Beatriz forçou um sorriso, a pele sentindo-se esticada sobre os ossos.
— Ricardo, este não é o lugar nem a hora para tratar de questões de liquidez. Sejamos civilizados.
— Civilidade é um luxo que sua linhagem não pode mais pagar — ele deu um passo à frente, bloqueando sua rota de fuga. O movimento atraiu olhares. Algumas taças pararam no meio do caminho até os lábios. O silêncio, denso e faminto, começou a se espalhar a partir daquele círculo. — Ou você me dá uma garantia real hoje, agora, ou amanhã cedo a falência dos seus bens estará na capa de todos os cadernos de negócios do país. Escolha: o escândalo ou o silêncio.

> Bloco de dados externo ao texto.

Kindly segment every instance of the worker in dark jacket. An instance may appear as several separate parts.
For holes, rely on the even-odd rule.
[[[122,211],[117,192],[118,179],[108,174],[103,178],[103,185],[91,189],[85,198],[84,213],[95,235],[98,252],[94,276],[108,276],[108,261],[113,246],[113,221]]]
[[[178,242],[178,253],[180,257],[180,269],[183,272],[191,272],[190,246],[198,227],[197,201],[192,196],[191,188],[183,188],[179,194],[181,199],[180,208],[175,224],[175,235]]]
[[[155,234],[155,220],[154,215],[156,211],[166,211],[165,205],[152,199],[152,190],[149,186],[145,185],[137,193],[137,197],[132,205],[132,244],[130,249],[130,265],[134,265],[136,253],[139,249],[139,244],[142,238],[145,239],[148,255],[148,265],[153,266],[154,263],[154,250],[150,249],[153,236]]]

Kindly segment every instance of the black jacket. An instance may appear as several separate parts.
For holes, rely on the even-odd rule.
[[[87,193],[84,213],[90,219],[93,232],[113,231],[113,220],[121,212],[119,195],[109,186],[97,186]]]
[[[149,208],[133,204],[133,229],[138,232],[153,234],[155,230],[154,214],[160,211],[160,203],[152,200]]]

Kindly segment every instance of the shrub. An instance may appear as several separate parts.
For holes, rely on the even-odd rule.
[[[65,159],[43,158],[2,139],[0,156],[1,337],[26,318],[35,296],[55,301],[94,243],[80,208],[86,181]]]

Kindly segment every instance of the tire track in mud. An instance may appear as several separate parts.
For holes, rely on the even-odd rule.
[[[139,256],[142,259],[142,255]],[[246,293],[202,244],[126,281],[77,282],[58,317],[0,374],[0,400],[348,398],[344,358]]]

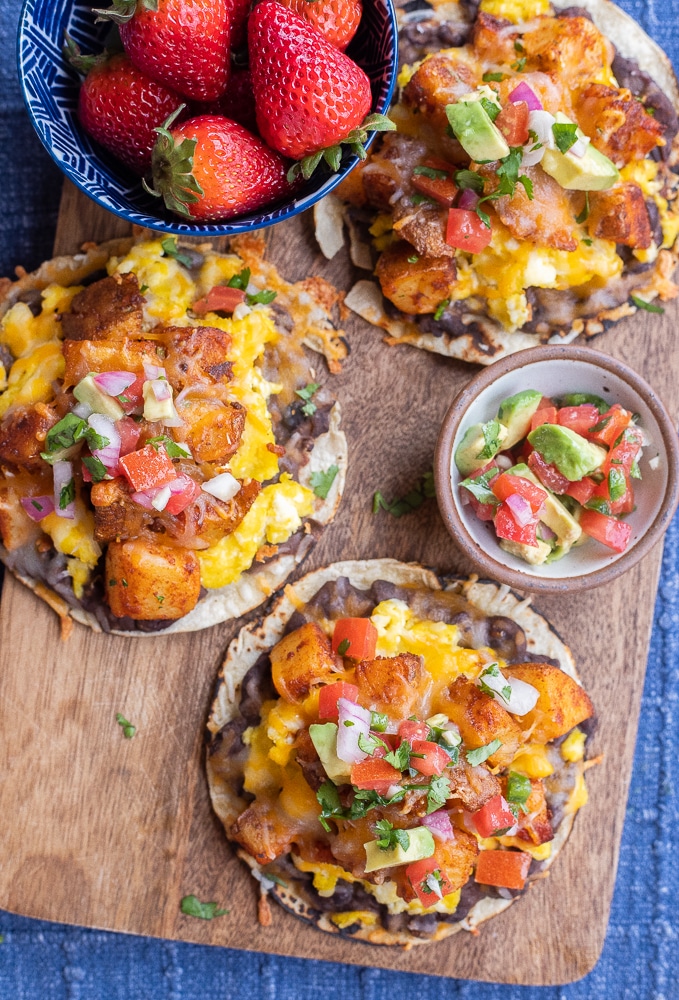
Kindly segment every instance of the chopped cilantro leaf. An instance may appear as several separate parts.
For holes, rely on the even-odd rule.
[[[366,813],[370,812],[371,809],[376,809],[377,806],[396,805],[397,802],[403,802],[405,794],[406,789],[399,788],[390,799],[385,799],[379,792],[373,792],[370,789],[360,789],[354,794],[354,801],[351,803],[348,818],[362,819]]]
[[[177,444],[167,434],[158,434],[156,437],[149,438],[146,443],[150,444],[156,451],[160,449],[161,444],[164,445],[170,458],[191,458],[191,452],[186,445]]]
[[[589,236],[583,236],[582,242],[585,244],[586,247],[591,247],[592,245],[592,240],[590,240]]]
[[[374,757],[378,747],[388,749],[387,744],[379,736],[373,736],[371,733],[367,736],[364,736],[363,733],[358,734],[358,749],[367,753],[369,757]]]
[[[341,643],[337,647],[337,652],[339,653],[339,655],[340,656],[346,656],[347,655],[347,650],[349,649],[350,645],[351,645],[351,642],[349,641],[349,639],[342,639]]]
[[[502,746],[502,740],[493,740],[491,743],[487,743],[484,747],[478,747],[476,750],[467,750],[465,757],[467,758],[467,763],[471,764],[472,767],[476,767],[477,764],[483,764],[485,760],[492,757],[496,750],[499,750]]]
[[[526,51],[524,49],[524,47],[523,47],[523,43],[520,42],[518,38],[514,42],[514,51],[515,52],[525,52]]]
[[[380,490],[377,490],[373,495],[373,514],[377,514],[380,510],[386,510],[392,517],[403,517],[404,514],[410,514],[411,511],[417,510],[425,500],[435,496],[435,494],[434,474],[425,472],[414,489],[391,502],[385,500],[384,495]]]
[[[515,69],[517,73],[523,73],[526,67],[526,56],[522,56],[517,59],[515,63],[512,63],[512,69]]]
[[[578,141],[578,126],[574,122],[554,122],[552,134],[559,152],[567,153]]]
[[[132,725],[132,723],[128,722],[127,719],[120,714],[120,712],[116,712],[116,722],[121,727],[125,739],[131,740],[132,737],[137,732],[136,728]]]
[[[662,306],[656,306],[653,302],[647,302],[645,299],[640,299],[638,295],[630,295],[630,299],[637,307],[637,309],[644,309],[649,313],[664,313],[665,310]]]
[[[377,846],[381,851],[392,851],[398,844],[407,851],[410,847],[410,837],[406,830],[394,828],[393,823],[388,819],[379,819],[375,823],[375,830],[379,834]]]
[[[319,389],[320,384],[318,382],[309,382],[303,389],[295,389],[295,395],[304,400],[302,413],[305,417],[313,417],[314,413],[318,409],[316,404],[311,402],[311,397],[315,395]]]
[[[429,791],[427,792],[427,814],[436,812],[441,806],[448,801],[450,797],[450,782],[441,774],[435,776],[429,782]]]
[[[476,456],[477,458],[492,458],[497,454],[500,447],[500,422],[489,420],[483,424],[483,448]]]
[[[228,281],[226,287],[240,288],[240,290],[244,292],[249,284],[250,284],[250,268],[244,267],[243,270],[239,271],[238,274],[234,274],[233,278],[231,278]]]
[[[408,257],[408,263],[409,264],[417,264],[417,262],[418,262],[419,259],[420,258],[417,256],[417,254],[413,254],[412,257]]]
[[[320,497],[321,500],[327,500],[330,487],[335,482],[338,472],[339,466],[331,465],[329,469],[325,470],[325,472],[311,473],[311,489],[317,497]]]
[[[430,198],[429,195],[421,194],[419,191],[417,192],[417,194],[414,194],[410,200],[412,201],[413,205],[421,205],[425,201],[429,205],[435,205],[436,204],[436,202],[435,202],[435,200],[433,198]]]
[[[436,307],[436,312],[434,313],[434,319],[438,322],[443,316],[444,312],[450,305],[450,299],[442,299]]]
[[[72,448],[85,437],[88,426],[84,420],[77,417],[75,413],[67,413],[59,423],[50,428],[45,438],[46,451],[42,453],[45,461],[53,461],[55,452]]]
[[[502,110],[499,104],[496,104],[495,101],[491,101],[488,97],[482,97],[479,103],[490,120],[494,122]]]
[[[613,503],[621,500],[627,492],[627,480],[622,469],[611,469],[608,473],[608,495]]]
[[[187,917],[198,917],[199,920],[214,920],[229,912],[220,910],[216,903],[201,903],[197,896],[184,896],[179,908]]]
[[[92,476],[93,483],[100,483],[102,479],[106,479],[108,470],[100,458],[96,458],[94,455],[86,455],[83,458],[83,465]]]
[[[65,486],[62,486],[59,493],[59,510],[66,510],[69,504],[75,500],[75,479],[69,479]]]
[[[371,712],[370,713],[370,728],[376,733],[386,732],[387,726],[389,725],[389,716],[384,715],[382,712]]]
[[[499,109],[498,109],[499,110]],[[455,183],[461,191],[471,188],[477,194],[483,194],[483,177],[474,170],[458,170],[455,173]]]
[[[387,764],[391,764],[398,771],[405,771],[410,764],[411,756],[415,756],[415,754],[411,751],[410,743],[408,743],[408,740],[401,740],[398,749],[385,754],[384,759]]]
[[[491,469],[487,469],[480,476],[476,476],[473,479],[463,479],[460,486],[463,486],[466,490],[469,490],[473,497],[479,501],[479,503],[492,503],[497,507],[500,503],[498,498],[495,496],[490,486],[489,481],[498,475],[499,469],[497,466],[493,466]]]
[[[342,809],[342,803],[340,802],[339,792],[337,791],[337,786],[332,781],[324,781],[321,787],[316,792],[316,798],[321,807],[321,814],[318,817],[321,826],[326,831],[330,832],[330,826],[328,820],[332,819],[333,816],[343,816],[344,810]]]
[[[559,399],[559,406],[582,406],[583,403],[592,403],[599,413],[607,413],[609,410],[606,400],[591,392],[569,392]]]
[[[530,177],[527,177],[525,174],[521,174],[520,177],[517,180],[517,184],[521,184],[522,185],[524,191],[526,192],[528,200],[532,201],[533,200],[533,182],[530,179]]]
[[[504,73],[484,73],[481,77],[484,83],[499,83],[504,78]]]
[[[448,176],[447,170],[436,170],[434,167],[415,167],[413,173],[421,177],[429,177],[433,181],[441,181]]]
[[[575,216],[575,221],[578,225],[583,223],[587,218],[589,218],[589,191],[585,191],[585,207],[579,215]]]
[[[177,246],[176,237],[168,236],[160,245],[165,257],[172,257],[173,260],[176,260],[178,264],[183,264],[184,267],[191,267],[193,264],[188,254],[182,253]]]
[[[639,469],[639,463],[637,462],[636,458],[632,462],[629,474],[632,477],[632,479],[641,479],[641,471]]]
[[[607,517],[611,515],[611,508],[603,497],[591,497],[585,504],[585,507],[588,510],[596,510],[599,514],[606,514]]]
[[[533,786],[531,785],[530,778],[527,778],[524,774],[519,774],[517,771],[509,772],[507,778],[507,802],[515,802],[517,805],[523,805],[528,801],[532,791]]]
[[[263,288],[260,292],[251,295],[249,292],[245,296],[245,302],[249,306],[268,306],[276,298],[278,292],[272,292],[269,288]]]

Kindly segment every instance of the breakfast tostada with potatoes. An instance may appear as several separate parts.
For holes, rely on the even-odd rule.
[[[476,931],[544,877],[587,801],[592,703],[509,588],[391,559],[292,585],[230,645],[212,803],[267,896],[329,933]]]
[[[395,132],[316,207],[391,343],[488,364],[677,294],[671,64],[607,0],[407,4]]]
[[[104,631],[205,628],[268,599],[344,482],[309,350],[334,371],[346,354],[334,289],[284,281],[256,236],[218,253],[142,234],[0,291],[5,565]]]

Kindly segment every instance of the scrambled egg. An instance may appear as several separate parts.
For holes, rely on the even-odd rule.
[[[228,281],[244,268],[240,257],[208,253],[194,282],[185,268],[163,253],[162,241],[151,240],[132,247],[122,258],[112,258],[109,274],[133,271],[146,300],[145,320],[151,331],[156,325],[218,327],[232,337],[229,360],[233,363],[233,398],[247,409],[245,428],[229,471],[239,479],[267,483],[279,473],[279,459],[269,445],[275,443],[267,400],[281,386],[268,382],[257,367],[268,344],[278,339],[268,310],[257,306],[242,319],[225,319],[209,313],[203,319],[187,316],[191,304],[214,285]],[[60,313],[70,309],[81,286],[50,285],[42,293],[42,309],[33,316],[26,303],[16,303],[0,322],[0,344],[16,359],[8,372],[0,365],[0,417],[10,406],[49,402],[53,384],[64,373],[61,351]],[[6,383],[6,386],[5,386]],[[2,391],[4,389],[4,391]],[[223,587],[247,570],[262,545],[286,541],[313,510],[313,493],[283,475],[269,483],[257,497],[237,530],[216,545],[199,552],[201,580],[208,588]],[[50,515],[42,522],[55,548],[67,556],[68,572],[76,596],[82,594],[90,570],[101,549],[94,540],[94,518],[78,505],[75,521]]]

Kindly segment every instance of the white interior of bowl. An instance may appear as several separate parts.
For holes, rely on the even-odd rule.
[[[452,455],[467,430],[472,424],[484,423],[497,416],[497,411],[503,400],[524,389],[535,389],[543,396],[563,396],[570,392],[589,392],[602,396],[605,400],[620,403],[625,409],[638,413],[650,444],[644,448],[639,463],[641,480],[634,481],[634,496],[637,509],[625,520],[632,526],[632,536],[626,551],[628,552],[641,539],[646,529],[658,515],[665,492],[667,490],[668,470],[665,449],[658,423],[651,410],[637,395],[636,391],[622,378],[606,371],[598,365],[587,361],[574,359],[535,361],[527,363],[522,368],[508,372],[483,389],[467,409],[460,422]],[[660,462],[656,469],[649,462],[658,456]],[[459,483],[464,479],[451,458],[451,480],[453,496],[458,513],[469,532],[472,540],[484,552],[497,562],[513,570],[519,570],[531,576],[540,576],[552,580],[568,577],[585,576],[597,570],[605,569],[616,562],[624,553],[613,552],[600,542],[588,538],[584,544],[578,545],[557,562],[531,566],[516,556],[510,555],[500,548],[493,524],[490,521],[480,521],[471,506],[460,502]]]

O ar faltou nos pulmões de Beatriz. Ela sentia o peso de cem olhares como agulhas, uma coreografia de escárnio disfarçada de etiqueta. Sua dignidade era a única coisa que não havia sido leiloada, mas a ameaça de um processo judicial pairava como uma guilhotina. Antes que ela pudesse formular uma resposta que não revelasse seu desespero, uma sombra alta e fria se interpôs entre eles.
Rafael Bittencourt não sorria. Sua presença não era um gesto de cavalheirismo; era a autoridade de quem possuía o salão. Ele tocou o ombro de Ricardo com uma precisão cirúrgica, um contato que parecia um aviso silencioso.
— Acredito que a conversa terminou — a voz de Rafael era baixa, desprovida de qualquer emoção, mas cortante como vidro. — Qualquer pendência financeira que envolva a família desta dama será tratada em meu escritório, às oito da manhã. O senhor está incomodando meus convidados.
O credor empalideceu, reconhecendo o poder que impedia qualquer réplica. Sem dizer uma palavra, Rafael conduziu Beatriz pelo braço, um toque firme, quase possessivo, que a guiou para fora do salão em direção à varanda privativa.
Lá fora, a brisa noturna não trazia alívio, apenas o cheiro de orquídeas caras e a sensação de que o oxigênio estava escasseando. Rafael soltou seu braço e estendeu uma pasta de couro sobre a mesa de centro de ferro forjado.
— O contrato é simples, Beatriz — a voz dele era um barítono controlado. — Você precisa de um fiador para evitar que o banco tome o que resta do espólio da sua família. Eu preciso de uma esposa que traga a credibilidade necessária para o conselho da minha empresa aprovar a fusão que almejo. É uma troca de ativos, nada mais.
Beatriz folheou as páginas, seus olhos correndo pelas cláusulas. O papel parecia pesar toneladas. Cada parágrafo era uma sentença que a despojava de sua autonomia, mas quando seus olhos pousaram na seção de confidencialidade, seu sangue gelou. Não era apenas um acordo de imagem; era uma cláusula de exclusividade que a prendia a ele por tempo indeterminado, impedindo-a de buscar qualquer outra forma de liquidez ou socorro. Se ela assinasse, estaria entregando a chave de seu destino àquele homem que a observava com a frieza de quem avalia um investimento de risco.
— Você me encurralou — murmurou ela, a voz firme apesar da tempestade interna.
— Eu ofereci uma saída, Beatriz. A escolha de permanecer no abismo é sua.
Ele não buscava afeição, apenas a transação. Beatriz olhou para o salão, onde a elite esperava pelo próximo escândalo. Ela não tinha escolha. Rafael estendeu a mão, não para um pedido de dança, mas para uma assinatura que selaria o destino de ambos.